Sales of new U.S. homes unexpectedly declined in December for the first time in four months, capping the slowest year on record for builders.
Purchases (NHSLTOT) of single-family properties decreased 2.2 percent to a 307,000 annual pace, figures from the Commerce Department showed today in Washington. The median forecast in a Bloomberg News survey of economists called for a rate of 321,000 home sales. Last year marked the worst year for the industry in records going back to 1963.
The threat of further price declines may be dissuading some Americans from buying a new home even with mortgage rates near all-time lows and more people finding work. Following a lull in 2011, a wave of foreclosures may hamper the recovery in real estate as more distressed properties are put on the market.
“Builders continue to contend with a number of existing homes that are deeply discounted,” said Anika Khan, an economist at Wells Fargo Securities LLC in Charlotte, North Carolina. “We’re expecting a bit of a pickup in 2012, but we won’t see a meaningful increase as long as new homes are competing with those existing homes.”

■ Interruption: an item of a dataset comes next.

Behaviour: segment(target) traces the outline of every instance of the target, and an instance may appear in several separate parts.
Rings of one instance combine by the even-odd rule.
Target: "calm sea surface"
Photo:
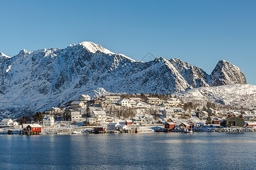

Today’s figures underscore the Federal Reserve’s view that the housing market is holding back the U.S. expansion. In 2011, builders sold 302,000 homes, down 6.2 percent from 2010. Sales in the Northeast and West were also the lowest on record, while purchases in the South were the weakest since 1966.
Stocks reversed gains after the figures. The Standard & Poor’s 500 Index fell 0.1 percent to 1,324.92 at 10:46 a.m. in New York after climbing as much as 0.6 percent earlier. The yield on the benchmark 10-year Treasury note dropped to 1.95 percent from 2 percent late yesterday.
Economists’ Projections
Projections from the 75 economists in the Bloomberg survey ranged from 309,000 to 350,000. The government revised November sales to a 314,000 rate from a previously reported 315,000.
The December decrease in new-home purchases was led by a 10.1 percent drop in the South, the biggest decline since May 2010. Sales also fell in the Midwest. Demand increased 46.7 percent in the Northeast, a rebound from the 16.7 percent decrease the previous month.
The median price of a new house purchased last month declined 12.8 percent, the biggest drop since February 2009, from December 2010 to $210,300, today’s report showed.
The supply of homes at the current sales rate increased to 6.1 months’ worth from 6 months in November. There were 157,000 new houses on the market at the end of last month, the fewest on record.
Home sales and construction will improve in 2012, contributing “modestly” to economic expansion after acting as a drag on growth since 2006, according to a Fannie Mae forecast earlier this month. Sales of new and existing homes will probably increase 3.5 percent and housing starts are projected to rise 16 percent, the group’s chief economist said Jan. 13.
Builders are becoming more optimistic. The National Association of Home Builders/Wells Fargo sentiment index rose this month to the highest level since June 2007 as sales and buyer traffic improved. Last month, they broke ground on 470,000 single-family houses at an annual rate, the most since April 2010, Commerce Department figures show.
“The economy is beginning to firm up,” Douglas Yearley Jr., chief executive officer of Toll Brothers Inc. (TOL), said in a Jan. 11 interview with Bloomberg Television. “We see more people coming out to buy. Affordability has never been better.”
New Construction
A sustained decline in the number of existing homes for sale will also support new construction. The number of properties on the market in December dropped to 2.38 million, the fewest since March 2005, the National Association of Realtors said last week. At the current sales pace, it would take 6.2 months to sell those houses, down from 7.2 months at the end of November. A range of seven months to eight months supply is consistent with stable home prices, the group has said.